Lodestar

Tuesday, Oct 1, 2019| Tags:

Overview

Lodestar is an ontology-based text annotation platform. It provides a reusable digital textbook platform that will annotate uploaded textbooks. These annotations consist of definitions and related concepts extracted from the ontology. They are presented to the user in parallel with the textbook.

Background

Textbooks are used to convey knowledge. With the progression of the digital age, textbooks have frequently become digital. However, these digital textbooks often take the form of a scanned or typed copy of the physical book and thus, do not take advantage of new techniques that digital textbooks can bring. These techniques include text annotation, context-based navigation and automatic question and answer generation.

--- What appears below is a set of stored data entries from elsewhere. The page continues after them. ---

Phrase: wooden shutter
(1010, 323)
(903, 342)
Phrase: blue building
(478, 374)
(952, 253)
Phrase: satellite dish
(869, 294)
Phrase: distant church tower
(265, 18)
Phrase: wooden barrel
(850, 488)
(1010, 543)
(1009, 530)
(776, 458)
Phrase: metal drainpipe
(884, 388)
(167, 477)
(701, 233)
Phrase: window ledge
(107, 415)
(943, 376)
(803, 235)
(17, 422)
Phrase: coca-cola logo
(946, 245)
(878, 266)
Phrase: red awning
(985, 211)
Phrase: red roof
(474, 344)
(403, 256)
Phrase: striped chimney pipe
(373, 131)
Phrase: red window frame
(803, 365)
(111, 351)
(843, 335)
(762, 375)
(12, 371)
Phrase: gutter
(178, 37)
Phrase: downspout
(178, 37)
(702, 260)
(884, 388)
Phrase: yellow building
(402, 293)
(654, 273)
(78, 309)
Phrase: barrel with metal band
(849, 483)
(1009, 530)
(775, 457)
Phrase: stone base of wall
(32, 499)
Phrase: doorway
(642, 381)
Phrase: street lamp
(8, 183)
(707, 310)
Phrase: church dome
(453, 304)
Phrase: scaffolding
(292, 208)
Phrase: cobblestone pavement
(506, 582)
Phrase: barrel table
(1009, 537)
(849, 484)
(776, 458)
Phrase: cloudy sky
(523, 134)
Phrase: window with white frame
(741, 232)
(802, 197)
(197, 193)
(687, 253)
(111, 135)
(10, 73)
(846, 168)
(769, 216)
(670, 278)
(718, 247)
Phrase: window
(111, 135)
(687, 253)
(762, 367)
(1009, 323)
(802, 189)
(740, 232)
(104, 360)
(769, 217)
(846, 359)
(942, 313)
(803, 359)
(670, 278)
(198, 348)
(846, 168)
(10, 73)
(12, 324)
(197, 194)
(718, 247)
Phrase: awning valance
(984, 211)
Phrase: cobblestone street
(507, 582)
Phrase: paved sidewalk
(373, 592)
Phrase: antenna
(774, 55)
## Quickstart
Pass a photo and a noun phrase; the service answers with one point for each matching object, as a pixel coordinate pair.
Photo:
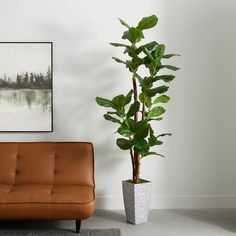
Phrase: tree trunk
(134, 154)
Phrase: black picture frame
(52, 78)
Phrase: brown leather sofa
(47, 181)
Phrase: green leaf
(147, 22)
(149, 55)
(159, 142)
(152, 153)
(115, 113)
(160, 89)
(152, 141)
(159, 118)
(125, 131)
(130, 124)
(174, 68)
(128, 97)
(145, 99)
(148, 46)
(133, 109)
(156, 111)
(141, 146)
(110, 118)
(162, 135)
(134, 35)
(119, 45)
(124, 23)
(141, 129)
(119, 60)
(140, 80)
(161, 50)
(170, 55)
(104, 102)
(124, 143)
(165, 78)
(163, 99)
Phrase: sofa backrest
(70, 163)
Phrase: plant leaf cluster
(138, 135)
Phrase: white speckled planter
(137, 199)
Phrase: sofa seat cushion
(39, 193)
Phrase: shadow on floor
(33, 225)
(223, 218)
(111, 215)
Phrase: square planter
(137, 198)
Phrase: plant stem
(133, 162)
(137, 168)
(143, 111)
(136, 160)
(135, 96)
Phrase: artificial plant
(138, 134)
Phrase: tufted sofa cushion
(41, 174)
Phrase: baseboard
(174, 202)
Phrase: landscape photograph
(25, 87)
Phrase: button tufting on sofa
(47, 181)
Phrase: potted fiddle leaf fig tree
(136, 111)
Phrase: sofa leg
(78, 224)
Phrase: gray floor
(161, 223)
(170, 223)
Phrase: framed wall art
(26, 99)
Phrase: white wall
(199, 170)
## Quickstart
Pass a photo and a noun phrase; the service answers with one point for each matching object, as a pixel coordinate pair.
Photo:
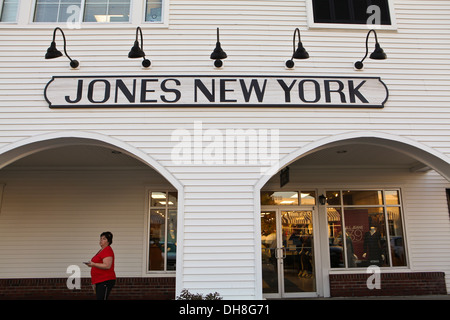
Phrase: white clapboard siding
(219, 215)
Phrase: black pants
(103, 289)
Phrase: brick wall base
(56, 288)
(392, 284)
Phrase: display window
(162, 247)
(365, 228)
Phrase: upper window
(8, 10)
(365, 228)
(354, 12)
(92, 10)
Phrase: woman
(103, 276)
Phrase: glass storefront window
(279, 198)
(362, 197)
(288, 198)
(373, 229)
(333, 198)
(308, 198)
(162, 231)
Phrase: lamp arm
(293, 41)
(138, 29)
(367, 42)
(64, 38)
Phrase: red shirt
(100, 275)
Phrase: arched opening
(60, 192)
(339, 190)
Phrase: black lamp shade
(218, 53)
(136, 51)
(300, 53)
(52, 52)
(378, 54)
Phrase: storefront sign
(209, 91)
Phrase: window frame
(385, 206)
(148, 229)
(19, 2)
(312, 24)
(26, 15)
(81, 16)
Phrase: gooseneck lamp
(300, 53)
(138, 51)
(377, 54)
(218, 54)
(52, 52)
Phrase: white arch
(416, 150)
(22, 148)
(28, 146)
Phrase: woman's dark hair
(108, 236)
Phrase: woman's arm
(105, 265)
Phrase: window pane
(157, 237)
(9, 11)
(366, 227)
(362, 197)
(158, 199)
(153, 11)
(333, 198)
(342, 10)
(279, 198)
(308, 198)
(396, 237)
(46, 11)
(55, 10)
(335, 238)
(172, 240)
(173, 199)
(392, 197)
(107, 11)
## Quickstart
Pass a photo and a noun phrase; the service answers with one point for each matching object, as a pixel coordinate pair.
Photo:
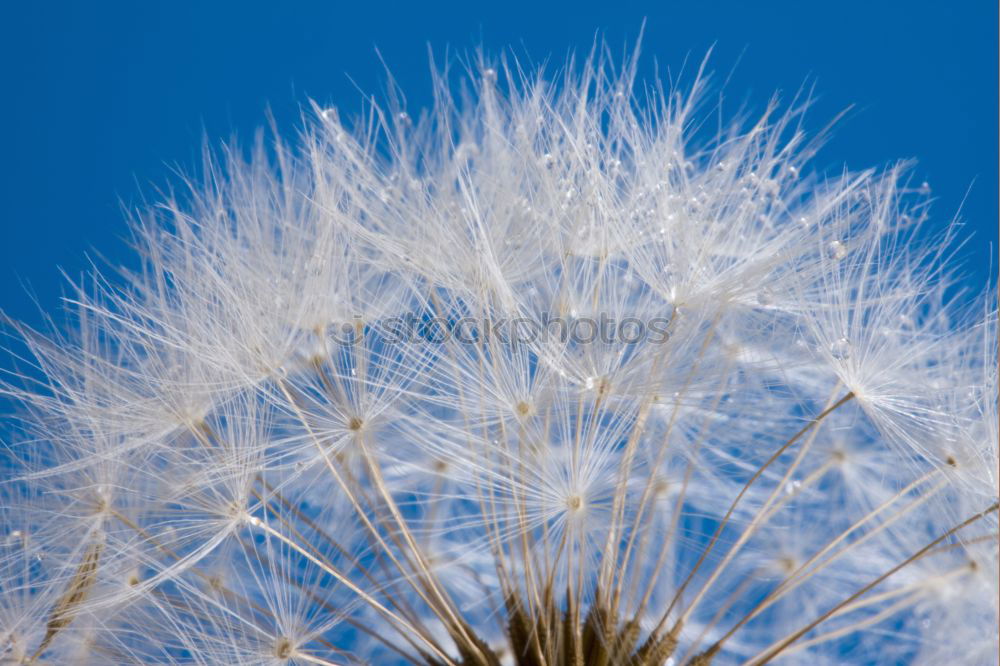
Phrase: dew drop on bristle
(841, 349)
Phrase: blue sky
(103, 100)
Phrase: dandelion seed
(250, 452)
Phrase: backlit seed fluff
(546, 375)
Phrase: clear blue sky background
(102, 99)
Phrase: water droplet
(841, 349)
(836, 250)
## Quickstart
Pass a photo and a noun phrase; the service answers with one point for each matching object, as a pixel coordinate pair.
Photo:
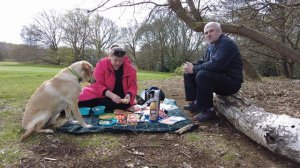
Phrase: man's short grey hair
(217, 25)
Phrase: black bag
(147, 94)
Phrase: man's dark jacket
(225, 59)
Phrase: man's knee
(203, 75)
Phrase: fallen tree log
(278, 133)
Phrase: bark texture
(278, 133)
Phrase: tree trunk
(249, 71)
(278, 133)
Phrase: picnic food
(124, 101)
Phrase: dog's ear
(87, 67)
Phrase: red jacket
(105, 79)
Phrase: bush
(179, 71)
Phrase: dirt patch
(213, 144)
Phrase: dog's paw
(73, 122)
(87, 126)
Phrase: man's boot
(206, 116)
(192, 106)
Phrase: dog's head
(84, 70)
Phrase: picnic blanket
(173, 110)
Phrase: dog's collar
(75, 74)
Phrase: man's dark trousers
(203, 84)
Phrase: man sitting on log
(220, 71)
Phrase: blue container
(97, 110)
(85, 110)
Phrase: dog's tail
(27, 133)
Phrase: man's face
(211, 34)
(116, 61)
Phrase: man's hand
(126, 99)
(188, 67)
(115, 98)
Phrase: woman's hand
(126, 99)
(115, 98)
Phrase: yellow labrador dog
(54, 95)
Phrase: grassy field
(18, 82)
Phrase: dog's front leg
(78, 116)
(69, 116)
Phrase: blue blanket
(140, 127)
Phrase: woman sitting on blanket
(116, 83)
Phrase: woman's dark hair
(118, 51)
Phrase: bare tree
(102, 34)
(130, 39)
(75, 28)
(45, 32)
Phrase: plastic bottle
(153, 113)
(154, 107)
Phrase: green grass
(18, 82)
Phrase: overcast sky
(14, 14)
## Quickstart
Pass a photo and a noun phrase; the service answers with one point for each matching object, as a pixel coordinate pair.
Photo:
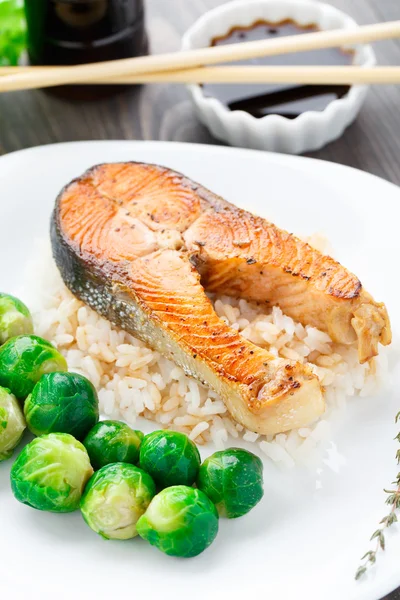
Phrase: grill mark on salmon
(126, 238)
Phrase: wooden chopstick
(173, 62)
(311, 75)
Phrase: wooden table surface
(164, 112)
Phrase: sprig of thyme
(392, 500)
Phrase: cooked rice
(132, 380)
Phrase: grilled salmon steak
(140, 244)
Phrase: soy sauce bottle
(69, 32)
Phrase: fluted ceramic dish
(309, 131)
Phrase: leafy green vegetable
(170, 458)
(51, 473)
(12, 31)
(64, 403)
(114, 499)
(233, 480)
(180, 521)
(12, 423)
(112, 441)
(24, 359)
(15, 318)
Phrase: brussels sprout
(170, 458)
(64, 403)
(12, 423)
(180, 521)
(233, 480)
(114, 499)
(15, 318)
(24, 359)
(112, 441)
(51, 473)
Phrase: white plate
(302, 540)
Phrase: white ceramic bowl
(309, 131)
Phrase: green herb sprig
(12, 32)
(392, 500)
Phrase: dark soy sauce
(288, 100)
(69, 32)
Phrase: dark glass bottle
(68, 32)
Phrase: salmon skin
(140, 243)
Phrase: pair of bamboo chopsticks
(188, 66)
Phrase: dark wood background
(163, 112)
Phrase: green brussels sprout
(24, 359)
(63, 403)
(233, 480)
(170, 458)
(12, 423)
(51, 473)
(112, 441)
(180, 521)
(114, 499)
(15, 318)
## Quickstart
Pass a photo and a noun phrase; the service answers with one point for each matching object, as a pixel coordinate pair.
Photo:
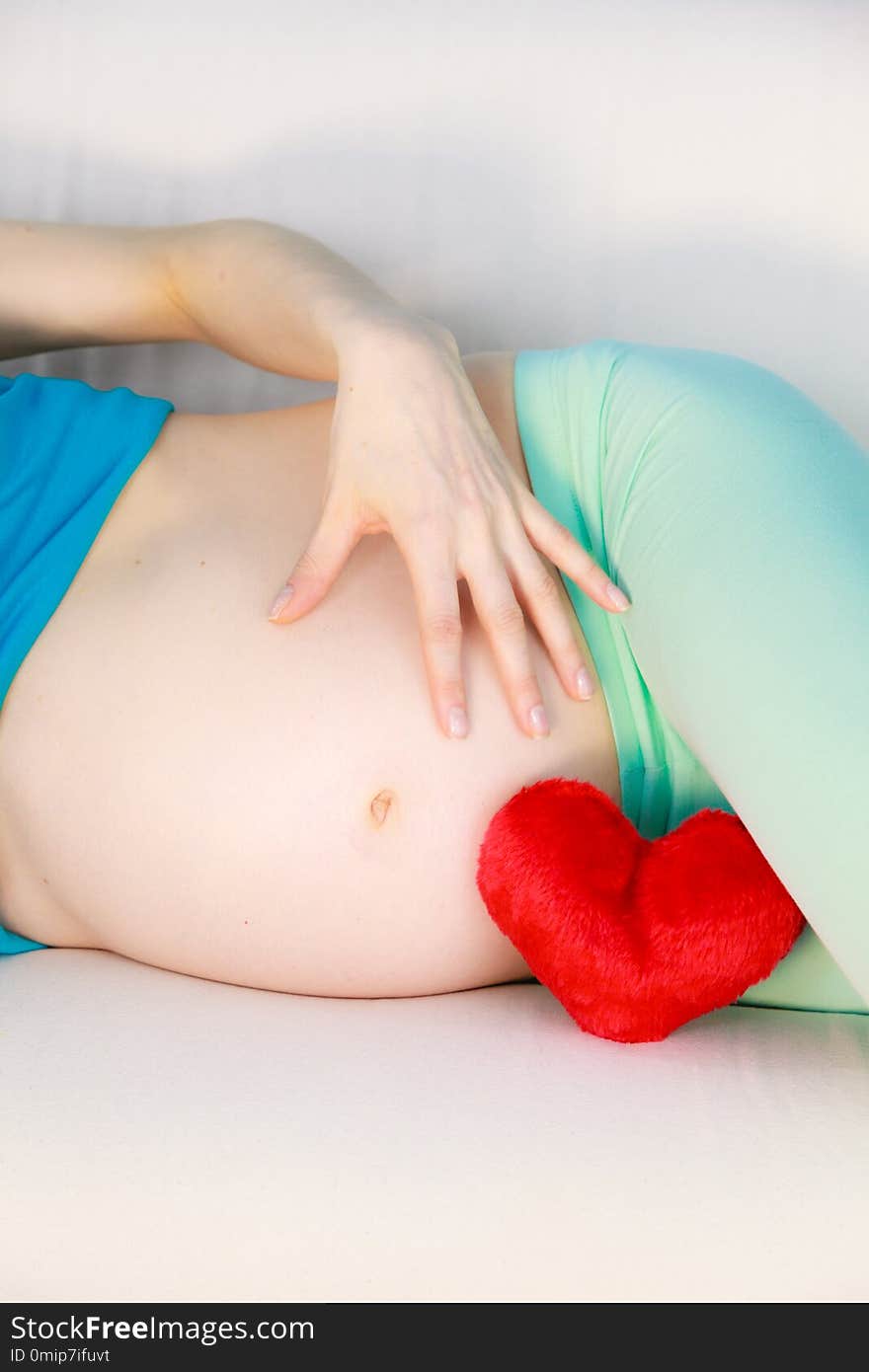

Text annotation is a key feature of a smart textbook as it allows users to interact with key parts of the text and gain deeper understanding of what the textbook is covering. Thus, Lodestar focuses on this text annotation, which involves linking the textbook to an ontology of the subject domain. The ontology contains concepts that are referenced in the text and additional information such as definitions and relationships with other concepts. This additional information needs to be extracted from the ontology and used to annotate terms in the textbook.

Operation

Pipeline

Textbook processing pipeline

Textbooks can be uploaded as single HTML files or as a PDF document. The Source Parser then converts these into a standard HTML format that the annotation system uses to detect terms found in the ontology. Once these are annotated, the completed HTML document is passed to the renderer where users can view it.

An example Lodestar site can be viewed at https://lodestar.paddatrapper.com. The demo is reset every 2 hours and does not persist changes. Log in using the username and password “admin”. This site is not guaranteed to be available after 31 December 2019. The code is available on GitLab.

Screenshot

Lodestar screenshot

Final Project Paper

The final paper can be viewed online here. This paper gives a technical overview of Lodestar and how it performs text annotation using ontologies. It also compares the accuracy and recall for several versions of the text annotation matching system.

The best accuracy was a recall of 89% and a recall of 70%. This is potentially better than existing text annotation systems. Further, Lodestar is not tied to a single ontology or piece of text, rather it is generic. Of the 4 versions tested, the best included matching the text for phrases, words and plurals of the terms in the ontology. However, adding the matching of synonyms retrieved from WordNet, resulted in much worse performance. This drop in accuracy largely reflects the limitations of WordNet, as it does not have many synonyms for technical terms.

Other Documents

The literature review, proposal and poster are also available online.

This project was completed in conjuction with Automated Question Generation.